A few hours ago I learned that Iain Banks, one of my favorite SF authors over the last twenty years, has been diagnosed with cancer. I was in the middle of writing up some of my research on citizen science and have been kind of gobsmacked for the last hour.
In high school I dreamed of winning a Hugo award for an SF novel, along with a Nobel prize in physics, but now I will be happy to get a research job after I finish my Ph.D. It’s interesting how both dreams and the scope of the future shift over a lifetime. I’m closer to Banks’ age, 59, than I am to high school.
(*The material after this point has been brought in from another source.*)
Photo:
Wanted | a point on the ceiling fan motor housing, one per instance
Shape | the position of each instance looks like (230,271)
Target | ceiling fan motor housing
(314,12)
And I can feel the slight breeze wandering over my grave that asks what have you left behind for the world or another?
One of the side effects of working on a Ph.D is closing off parts of your life because they take up time that cannot be wasted. I’ve tried to disconnect from politics over the last 3 years because paying attention to that is too much of an emotional drain and an energy sink. I want to add something to an area where people aren’t paying enough attention - namely citizen science and its effects on the relationship between science and society.
But being a specialist means that the audience for your ideas is limited. Few people care about the history behind the sociology of science or the twisted tracks that distinguish correspondence, coherentist, and deflationary accounts of truth. But, at the same time, the only way forward for humans as a whole is for each person to put their shoulder to the wheel and try to push a tiny piece forward. I’m toiling at it as best I can. Are you?